Manufacturing Australia’s Answer to the Climate Crisis

Manufacturing Australia’s Answer to the Climate Crisis
An employee works at the Multi Slide Industries manufacturing plant in Adelaide, Australia, on Aug. 12, 2013. Morne de Klerk/Getty Images
AAP
By AAP
Updated:

The future of manufacturing in Australia extends well beyond batteries for electric cars, according to American economist Adam Hersh.

Visiting from the Economic Policy Institute in Washington DC, he is the keynote speaker at a national manufacturing summit examining how clean energy can spark an industrial turnaround in Australia.

“What brings me here is the climate crisis and the imperative for renewable energy,” Dr. Hersh told AAP.

“It’s not all about the U.S sucking up the resources in manufacturing from the rest of the world.”

Dr. Hersh said the Biden administration was trying to create a “like-minded club” to supply what was needed to transition from fossil fuels.

In Australia alone, nine-fold increases in wind and solar electricity generation capacity are required by 2050 to meet net-zero demands.

Dr. Hersh said there was also a push to change the direction of the “moral compass” of the global economy so the goods being produced and traded were being made under conditions of dignity and respect for workers and the environment.

Australia has joined the push to bring manufacturing back from low-wage countries with dubious environmental safeguards but faces stiff competition from the US and Europe for capital, workers and ideas.

“The scale of these programs in the US is massive, in many cases unprecedented,” Dr. Hersh said.

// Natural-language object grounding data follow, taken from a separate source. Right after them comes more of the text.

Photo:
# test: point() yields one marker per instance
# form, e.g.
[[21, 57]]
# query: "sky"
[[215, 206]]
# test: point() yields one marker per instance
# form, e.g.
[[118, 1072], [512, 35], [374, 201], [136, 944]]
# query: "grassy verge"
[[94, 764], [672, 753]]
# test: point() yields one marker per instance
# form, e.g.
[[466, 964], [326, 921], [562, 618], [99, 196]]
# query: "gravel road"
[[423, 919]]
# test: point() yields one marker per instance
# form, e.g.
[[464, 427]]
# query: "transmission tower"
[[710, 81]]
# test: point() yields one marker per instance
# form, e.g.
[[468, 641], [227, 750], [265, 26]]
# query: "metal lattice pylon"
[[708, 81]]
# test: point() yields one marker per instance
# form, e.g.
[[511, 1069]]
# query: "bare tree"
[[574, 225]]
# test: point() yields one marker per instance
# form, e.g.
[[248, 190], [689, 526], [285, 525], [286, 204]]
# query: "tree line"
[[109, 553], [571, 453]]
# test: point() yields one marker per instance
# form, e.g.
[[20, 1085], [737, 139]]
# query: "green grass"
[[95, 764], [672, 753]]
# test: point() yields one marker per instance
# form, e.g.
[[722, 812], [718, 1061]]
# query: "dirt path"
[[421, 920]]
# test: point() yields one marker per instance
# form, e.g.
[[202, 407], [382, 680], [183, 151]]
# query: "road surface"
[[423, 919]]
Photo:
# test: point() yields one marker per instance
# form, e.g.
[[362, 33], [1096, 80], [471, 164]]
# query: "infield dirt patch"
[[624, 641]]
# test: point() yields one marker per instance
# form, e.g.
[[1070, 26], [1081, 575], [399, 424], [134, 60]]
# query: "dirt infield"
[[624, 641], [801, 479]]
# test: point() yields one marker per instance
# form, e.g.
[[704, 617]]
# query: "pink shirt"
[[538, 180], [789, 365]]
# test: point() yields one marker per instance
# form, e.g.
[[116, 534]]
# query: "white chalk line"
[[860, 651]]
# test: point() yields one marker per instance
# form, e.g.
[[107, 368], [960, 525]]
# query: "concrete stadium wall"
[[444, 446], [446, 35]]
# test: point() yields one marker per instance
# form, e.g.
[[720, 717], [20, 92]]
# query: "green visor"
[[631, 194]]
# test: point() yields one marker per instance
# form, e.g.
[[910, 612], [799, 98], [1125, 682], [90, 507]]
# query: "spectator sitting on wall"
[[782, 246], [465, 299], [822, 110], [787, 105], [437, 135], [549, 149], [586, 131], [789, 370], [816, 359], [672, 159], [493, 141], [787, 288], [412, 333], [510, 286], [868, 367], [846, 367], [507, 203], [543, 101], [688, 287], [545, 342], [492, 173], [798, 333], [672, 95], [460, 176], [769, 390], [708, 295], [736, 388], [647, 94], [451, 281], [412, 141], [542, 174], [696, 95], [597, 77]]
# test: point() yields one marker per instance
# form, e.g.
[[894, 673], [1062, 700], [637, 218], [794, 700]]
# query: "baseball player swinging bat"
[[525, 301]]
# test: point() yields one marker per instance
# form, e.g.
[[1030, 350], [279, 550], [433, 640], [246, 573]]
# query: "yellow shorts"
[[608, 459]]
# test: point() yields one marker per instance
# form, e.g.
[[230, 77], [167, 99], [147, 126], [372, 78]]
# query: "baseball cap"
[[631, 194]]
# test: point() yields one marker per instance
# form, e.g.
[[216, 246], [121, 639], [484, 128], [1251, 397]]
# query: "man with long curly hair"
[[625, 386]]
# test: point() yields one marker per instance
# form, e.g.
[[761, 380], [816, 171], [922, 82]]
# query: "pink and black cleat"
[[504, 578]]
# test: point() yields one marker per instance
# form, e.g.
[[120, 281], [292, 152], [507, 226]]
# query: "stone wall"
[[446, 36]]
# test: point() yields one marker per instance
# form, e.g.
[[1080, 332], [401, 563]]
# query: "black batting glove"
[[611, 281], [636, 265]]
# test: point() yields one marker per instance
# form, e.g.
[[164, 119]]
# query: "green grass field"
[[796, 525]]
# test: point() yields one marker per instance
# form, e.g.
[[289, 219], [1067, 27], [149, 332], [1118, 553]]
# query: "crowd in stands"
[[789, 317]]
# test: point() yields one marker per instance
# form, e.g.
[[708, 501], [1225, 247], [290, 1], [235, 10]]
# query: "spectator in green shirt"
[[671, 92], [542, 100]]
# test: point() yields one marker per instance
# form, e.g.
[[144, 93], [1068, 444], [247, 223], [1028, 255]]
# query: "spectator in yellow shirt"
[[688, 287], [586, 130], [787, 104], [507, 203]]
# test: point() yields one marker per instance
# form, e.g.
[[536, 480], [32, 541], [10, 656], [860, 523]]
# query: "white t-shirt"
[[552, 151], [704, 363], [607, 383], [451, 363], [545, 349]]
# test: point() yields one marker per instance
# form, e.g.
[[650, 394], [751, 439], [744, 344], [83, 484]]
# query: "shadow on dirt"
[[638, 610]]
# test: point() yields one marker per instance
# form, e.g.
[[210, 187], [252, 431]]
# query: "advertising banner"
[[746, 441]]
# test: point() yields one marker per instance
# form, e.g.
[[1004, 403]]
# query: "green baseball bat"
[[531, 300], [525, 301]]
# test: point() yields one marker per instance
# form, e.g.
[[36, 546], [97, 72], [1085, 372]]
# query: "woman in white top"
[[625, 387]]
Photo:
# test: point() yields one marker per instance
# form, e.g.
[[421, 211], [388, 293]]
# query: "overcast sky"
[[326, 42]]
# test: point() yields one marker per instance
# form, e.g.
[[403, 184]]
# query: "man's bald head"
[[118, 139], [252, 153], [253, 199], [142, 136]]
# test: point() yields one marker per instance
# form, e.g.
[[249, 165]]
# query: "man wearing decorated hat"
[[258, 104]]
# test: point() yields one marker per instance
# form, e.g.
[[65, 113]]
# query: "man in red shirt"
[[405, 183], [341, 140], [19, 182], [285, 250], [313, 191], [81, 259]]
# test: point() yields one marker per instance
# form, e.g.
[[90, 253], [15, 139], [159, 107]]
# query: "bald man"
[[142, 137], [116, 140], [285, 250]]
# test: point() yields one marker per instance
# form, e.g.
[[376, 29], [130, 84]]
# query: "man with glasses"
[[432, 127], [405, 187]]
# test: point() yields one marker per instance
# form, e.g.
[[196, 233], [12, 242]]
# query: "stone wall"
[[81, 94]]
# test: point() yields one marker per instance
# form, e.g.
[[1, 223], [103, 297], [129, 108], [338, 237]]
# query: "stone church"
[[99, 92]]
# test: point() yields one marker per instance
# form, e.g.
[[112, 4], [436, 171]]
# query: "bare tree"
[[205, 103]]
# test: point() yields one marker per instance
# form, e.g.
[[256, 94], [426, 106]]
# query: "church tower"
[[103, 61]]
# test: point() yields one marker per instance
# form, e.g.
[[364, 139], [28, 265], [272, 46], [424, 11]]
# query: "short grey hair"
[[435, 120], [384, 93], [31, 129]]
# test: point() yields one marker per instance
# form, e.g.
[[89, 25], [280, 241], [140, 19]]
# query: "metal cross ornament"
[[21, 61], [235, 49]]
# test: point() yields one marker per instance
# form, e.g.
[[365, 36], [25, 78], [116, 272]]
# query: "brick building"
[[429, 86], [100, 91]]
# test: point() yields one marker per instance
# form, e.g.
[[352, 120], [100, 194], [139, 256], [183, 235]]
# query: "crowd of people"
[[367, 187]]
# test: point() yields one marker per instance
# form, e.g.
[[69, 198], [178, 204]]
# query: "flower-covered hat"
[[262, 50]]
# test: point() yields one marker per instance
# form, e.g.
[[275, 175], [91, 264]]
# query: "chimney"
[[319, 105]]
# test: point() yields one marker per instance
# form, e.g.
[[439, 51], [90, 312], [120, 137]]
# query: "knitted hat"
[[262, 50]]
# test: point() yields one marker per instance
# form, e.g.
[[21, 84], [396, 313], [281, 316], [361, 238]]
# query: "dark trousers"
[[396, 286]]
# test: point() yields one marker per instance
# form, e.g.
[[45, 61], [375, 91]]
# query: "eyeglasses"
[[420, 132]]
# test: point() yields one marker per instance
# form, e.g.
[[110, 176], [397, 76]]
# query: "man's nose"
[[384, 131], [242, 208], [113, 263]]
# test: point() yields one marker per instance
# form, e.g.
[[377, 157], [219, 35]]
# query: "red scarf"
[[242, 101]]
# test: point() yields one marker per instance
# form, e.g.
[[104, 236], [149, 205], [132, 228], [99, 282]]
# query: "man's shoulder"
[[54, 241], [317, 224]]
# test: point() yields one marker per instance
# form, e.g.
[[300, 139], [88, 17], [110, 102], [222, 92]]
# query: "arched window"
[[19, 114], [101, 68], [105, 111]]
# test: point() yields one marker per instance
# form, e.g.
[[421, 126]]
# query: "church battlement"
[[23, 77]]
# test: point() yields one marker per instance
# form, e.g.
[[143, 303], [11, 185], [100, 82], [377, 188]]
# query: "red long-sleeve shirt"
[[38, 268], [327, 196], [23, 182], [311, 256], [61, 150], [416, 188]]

The largest investment in passenger rail, public transit and bridges, since the US built the interstate highway system in the 1950s, is being rolled out.

“These are huge ... but if we don’t take these steps now, we’re going to be facing much more severe costs in the future,” he said.

“From widespread crop failures to property damage from increasingly severe storms, coastal and waterway flooding, from climate migration causing social and political destabilisation.”

Sustainable manufacturing, a battery supply chain, and how to train the thousands of workers needed to build the new economy are on the agenda on Thursday at the summit in Canberra.

“People are going to be able to find new livelihoods,” Dr. Hersh said.

A research report by the independent Centre for Work to be released at the summit rejects the claim that the federal government cannot afford to match the scale of the US subsidies and tax credits.

Adjusted for the scale of the Australian economy, up to $138 billion in fiscal support for renewable energy-related manufacturing is needed over the next decade, co-authors Jim Stanford and Charlie Joyce say.

Australia needs to shake off decades of acceptance of being the world’s quarry and use a rich endowment of wind and sunshine to process metals and minerals into green steel, new fuels and fertilisers, they argue.

It also has world-leading reserves of critical minerals and rare earths that are in demand for clean energy equipment, mobile phones, laptops, medical equipment and defence technology.

But at this point of the race for sustainable manufacturing, the report found Australia’s footprint is mostly limited to the very bottom of the value chain; extraction and shipping rocks and gas.